Friday, March 23, 2012

Book Review: The Wednesday Soul by Sorabh Pant

The Wednesday Soul by Sorabh Pant is a bit better than most of the "mass-market" publishing that is  so much in vogue currently in India. The book ostensibly is a funny and sarcastic look at life after death or as the tag line puts it "the afterlife, with sunglasses."

The Wednesday Soul tells us about the afterlife of Nyra Dubey. Nyra Dubey is an urban vigilante who roams around Delhi in the night avenging any crimes against women. Nyra is overweight, has a slight chip on her shoulder about it but is spunky enough to not really care a damn. She meets the love of her life, Chitr Gupta, who is apparently invulnerable to any physical harm. Just when she is fantasizing about life with Chitr Gupta, Nyra is bumped off by Kutsa, the villain of the story. Nyra is not amused to be separated from Chitr and wishes to be with him. So soon Chitr and Kutsa clash and end up in afterlife. And from here on the story moves largely in two parallel lanes - the afterlife and the mortal "real" world - with the events in one impacting the other.
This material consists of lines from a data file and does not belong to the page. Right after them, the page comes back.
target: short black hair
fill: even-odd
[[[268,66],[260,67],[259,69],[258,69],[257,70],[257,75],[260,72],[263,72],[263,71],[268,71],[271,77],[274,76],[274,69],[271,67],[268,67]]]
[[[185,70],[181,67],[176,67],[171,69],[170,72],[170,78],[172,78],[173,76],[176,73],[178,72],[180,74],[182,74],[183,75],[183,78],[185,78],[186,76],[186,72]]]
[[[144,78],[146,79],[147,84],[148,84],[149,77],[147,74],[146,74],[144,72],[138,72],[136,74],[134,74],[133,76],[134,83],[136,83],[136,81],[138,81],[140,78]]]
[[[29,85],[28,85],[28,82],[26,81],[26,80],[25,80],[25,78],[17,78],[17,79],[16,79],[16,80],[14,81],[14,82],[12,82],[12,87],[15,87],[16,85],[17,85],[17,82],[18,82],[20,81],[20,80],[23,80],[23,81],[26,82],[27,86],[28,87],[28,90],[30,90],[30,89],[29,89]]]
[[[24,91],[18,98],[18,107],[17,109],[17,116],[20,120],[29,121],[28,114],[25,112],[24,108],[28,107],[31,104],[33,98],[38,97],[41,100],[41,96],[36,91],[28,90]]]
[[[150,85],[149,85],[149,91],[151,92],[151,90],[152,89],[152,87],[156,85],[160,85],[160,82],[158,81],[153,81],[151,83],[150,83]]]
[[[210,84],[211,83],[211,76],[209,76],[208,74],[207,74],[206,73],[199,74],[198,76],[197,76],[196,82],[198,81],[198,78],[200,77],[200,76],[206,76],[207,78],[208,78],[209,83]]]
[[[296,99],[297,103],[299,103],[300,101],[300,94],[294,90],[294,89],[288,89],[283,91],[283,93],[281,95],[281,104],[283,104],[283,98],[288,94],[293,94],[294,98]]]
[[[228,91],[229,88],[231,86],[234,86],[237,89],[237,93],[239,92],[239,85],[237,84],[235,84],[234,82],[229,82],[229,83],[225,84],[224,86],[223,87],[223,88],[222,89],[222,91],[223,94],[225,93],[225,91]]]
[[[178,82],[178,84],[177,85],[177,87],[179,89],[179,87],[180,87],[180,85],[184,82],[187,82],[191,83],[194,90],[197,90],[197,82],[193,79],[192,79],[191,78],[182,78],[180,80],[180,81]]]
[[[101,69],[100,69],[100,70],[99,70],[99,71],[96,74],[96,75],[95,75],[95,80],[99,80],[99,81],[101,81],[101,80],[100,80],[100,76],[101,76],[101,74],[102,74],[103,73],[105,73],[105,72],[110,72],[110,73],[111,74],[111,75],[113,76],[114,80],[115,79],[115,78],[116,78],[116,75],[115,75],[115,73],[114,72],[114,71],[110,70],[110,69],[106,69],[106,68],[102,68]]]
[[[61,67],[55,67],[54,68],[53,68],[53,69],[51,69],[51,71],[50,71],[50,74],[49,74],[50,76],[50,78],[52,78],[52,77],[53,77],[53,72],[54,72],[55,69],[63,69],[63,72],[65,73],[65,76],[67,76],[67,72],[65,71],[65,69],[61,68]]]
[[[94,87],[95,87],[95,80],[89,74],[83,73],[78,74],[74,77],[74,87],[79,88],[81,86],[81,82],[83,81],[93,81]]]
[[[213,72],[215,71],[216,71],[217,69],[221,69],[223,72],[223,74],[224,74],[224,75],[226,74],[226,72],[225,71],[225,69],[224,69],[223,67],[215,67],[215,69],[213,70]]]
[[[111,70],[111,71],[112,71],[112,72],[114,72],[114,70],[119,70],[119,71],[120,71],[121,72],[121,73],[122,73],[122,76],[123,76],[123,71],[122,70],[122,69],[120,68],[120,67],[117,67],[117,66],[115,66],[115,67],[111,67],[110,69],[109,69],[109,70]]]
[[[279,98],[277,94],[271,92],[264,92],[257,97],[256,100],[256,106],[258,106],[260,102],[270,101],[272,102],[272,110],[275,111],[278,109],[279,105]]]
It is also from this point that the book loses its plot. Sorabh Pant is a stand-up comic of some reputation. The book is written and "delivered" in a similar style. There are a few parts of the book that, when take alone, are really funny. There are elements that have been weaved in purely for their potential for humor and which do not have any bearing on the story. So you have a Lenin who spews Russian Comedy to people standing in the afterlife's many queues, there's Agatha Christie who functions as a sort of a psychic detective and some extremely bad puns. There is also a half-hearted attempt to "play" with mythology and mythological characters. And there is an attempt to mix this all with current lifestyles and concepts. So Nyra is a "Wednesday Soul" -- the mid day of the work week that is so frustrating that it makes people suicidal. Wednesday Souls are thus people whose subconscious drives them to harm themselves by either putting themselves in the path of danger (like Nyra) or by something like binge eating or overworking - malaises of the current urban lifestyles. Sundays are sacred for such folks. Chitr is a Sunday Soul.

The book thus tries to mix in anything and everything in an attempt to elicit a joke or a laugh out of it. While that may be a good strategy for a stand-up comedy act, this free-wheeling does no wonders to a novel's story line. The Wednesday Soul's story, plot and narration are largely incoherent. The story is also full of inconsistencies (For example, Agatha Christie first communicates with Harithi in English and later only in Sanskrit) including some really crucial ones like the “Thinkers” viewing and knowing what is happening in the world, but being unable to locate the Third missing Sunday Soul. Such inconsistencies amplify the holes and shortcomings in the story's "plot" and  narration. The book is halos littered with significant editing and publishing errors. The book rarely engages the reader as it tries to entertain. The result is a book like an average comedy act. The audience will laugh and applaud once in a while, but the act as a whole falls flat and has got nothing that is memorable.